If you have more than one user account on a Linux system, you do not need to log out and back again to switch impersonations. There are special shell commands that allow you to access files and execute programs as other users, provided you know their user names and passwords. Thanks to this mechanism, you can spend most of the time as a user with low-privileges and switch to a higher-privileged account only if you need to.
The advantage of running as a non-privileged user is that any mistakes you happen to make are very unlikely to damage the system. System-critical components can only be altered by the root user.
File permissions
Each file belongs to one of the users — that is, each file has an owner. Additionally, a file can be assigned to a group of users, but the owner must be a member of that group. Each file has three kinds of permissions: read, write and execute. These permissions can be assigned to three kinds of owner relations: owner, group and other. Other includes all users who are not the owner of the file and do not belong to the group which owns the file. Only the file owner or the superuser (root) can change the permissions or ownership of a file.
This system allows precise control over who can do what on a given computer. Users can be prevented from modifying system files by removing the “write” permission from them, or from executing certain commands by removing the “execute” permission. Notice that users may be allowed to execute programs but not alter them. This is very important, since most Linux systems include a compiler that allows you to create your own programs.
File permissions are usually given as three octal digits (each from 0 to 7). The digits represent the permissions for, respectively, owner, group and other users. Each digit is the sum of permission codes: 1 for execute, 2 for write and 4 for read. For example, “755” allows everyone to read or execute the file, but only its owner can write it. “400” allows the owner to read the file, and no one else is allowed to do anything. “540” allows the owner to read or execute the file, group members to only read the file and other users to do nothing.
Some important concepts in Linux
How to create a link in Linux?
In your Linux file system, a link is a connection between a file name and the actual data on the disk. There are two main types of links that can be created: “hard” links, and “soft” or symbolic links. Hard links are low-level links which the system uses to create elements of the file system itself, such as files and directories.

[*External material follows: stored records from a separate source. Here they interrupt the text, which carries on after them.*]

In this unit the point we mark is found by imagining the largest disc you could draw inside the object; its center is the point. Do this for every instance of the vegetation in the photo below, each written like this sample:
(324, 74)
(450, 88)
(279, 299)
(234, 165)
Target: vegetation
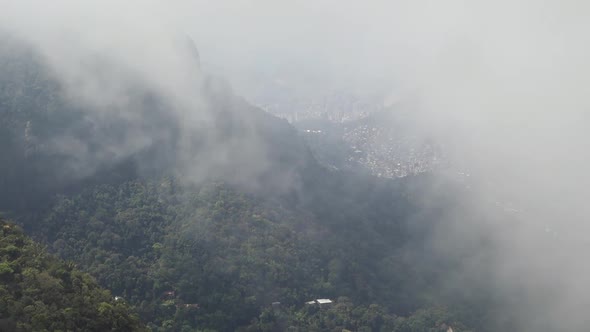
(42, 293)
(207, 256)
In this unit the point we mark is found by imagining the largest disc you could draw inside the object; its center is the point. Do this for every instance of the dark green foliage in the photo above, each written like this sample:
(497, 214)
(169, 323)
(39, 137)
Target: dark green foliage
(207, 257)
(39, 292)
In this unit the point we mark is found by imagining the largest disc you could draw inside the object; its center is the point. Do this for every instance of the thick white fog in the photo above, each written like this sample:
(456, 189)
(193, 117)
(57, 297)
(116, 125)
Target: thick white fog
(503, 85)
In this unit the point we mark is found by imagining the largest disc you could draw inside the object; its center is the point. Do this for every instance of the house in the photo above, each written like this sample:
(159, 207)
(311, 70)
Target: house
(321, 302)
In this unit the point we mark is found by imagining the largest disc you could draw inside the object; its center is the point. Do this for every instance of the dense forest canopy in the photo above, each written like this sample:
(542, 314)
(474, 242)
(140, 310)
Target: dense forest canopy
(242, 248)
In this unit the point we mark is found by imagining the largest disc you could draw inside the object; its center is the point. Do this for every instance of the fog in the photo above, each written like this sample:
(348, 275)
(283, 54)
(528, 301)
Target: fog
(502, 85)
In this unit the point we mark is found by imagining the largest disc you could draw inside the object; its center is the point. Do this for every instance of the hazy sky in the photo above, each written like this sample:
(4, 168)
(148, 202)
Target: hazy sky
(503, 84)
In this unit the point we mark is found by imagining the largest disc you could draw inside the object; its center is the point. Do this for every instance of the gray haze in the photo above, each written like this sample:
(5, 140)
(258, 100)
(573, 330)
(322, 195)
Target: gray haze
(504, 85)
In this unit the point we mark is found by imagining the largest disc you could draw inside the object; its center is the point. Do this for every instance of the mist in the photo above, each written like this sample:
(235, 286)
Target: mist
(503, 86)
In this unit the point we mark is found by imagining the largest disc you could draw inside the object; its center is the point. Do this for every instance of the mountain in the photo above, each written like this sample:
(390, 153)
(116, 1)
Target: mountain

A symbolic link is a special file that points to another file or directory, which is called the target. Once created, a symbolic link can be used in place of the target file name. It can have a unique name, and be located in any directory. Multiple symbolic links can even be created to the same target file, allowing the target to be accessed by multiple names.
The symbolic link is a file in its own right, but it does not contain a copy of the target file’s data.
It is similar to a shortcut in Microsoft Windows: if you delete a symbolic link, the target is unaffected. Also, if the target of a symbolic link is deleted, moved, or renamed, the symbolic link is not updated. When this happens, the symbolic link is called “broken” or “orphaned,” and will no longer function as a link.